Python heapq versus complex complexity and performance

I am relatively new to python (using v3.x syntax) and would be grateful for the notes on the complexity and performance of heapq vs. sorted.

I have already implemented a heapq-based solution for the greedy "find the best work schedule" algorithm. But then I found out about the possibility of using "sorted" along with operator.itemgetter () and reverse = True.

Unfortunately, I could not find an explanation of the expected complexity and / or performance of the "sorted" compared to heapq.

+6
source share
2 answers

If you use a binary heap to put all the elements in order, then you do basically heapsort . It is slower than sorting algorightm into a sorted function , except that the implementation is pure python.

heapq faster than sorted if you need to add elements on the fly, i.e. additions and insertions may appear in an unspecified order. Adding a new element that preserves the internal order in any heap is faster than accessing the array after each insertion.
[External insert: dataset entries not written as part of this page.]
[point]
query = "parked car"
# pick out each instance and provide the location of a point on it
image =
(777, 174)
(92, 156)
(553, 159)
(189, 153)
sorted faster if you need to restore all items in order later.

The only problem they can compete with is if you need some of the smallest (or largest) items from the collection. Although there are special algorithms for this case , whether heapq or sorted will work faster depends on the size of the source array and the part that you need to extract.

+6
source

heapq is implemented as a binary heap, The key points to consider in binary heaps, and extensions, heapq :

  • Search not supported
  • Insertions are a constant time on average
  • Exceptions are O (log n) time average

Further information on the binary heap described here: http://en.wikipedia.org/wiki/Binary_heap

Although heapq is a data structure that has binary heap properties, using sorted is a different concept. sorted returns a sorted list, so essentially the result, whereas heapq is a data structure that you constantly work with, which you can optionally sort with sorted .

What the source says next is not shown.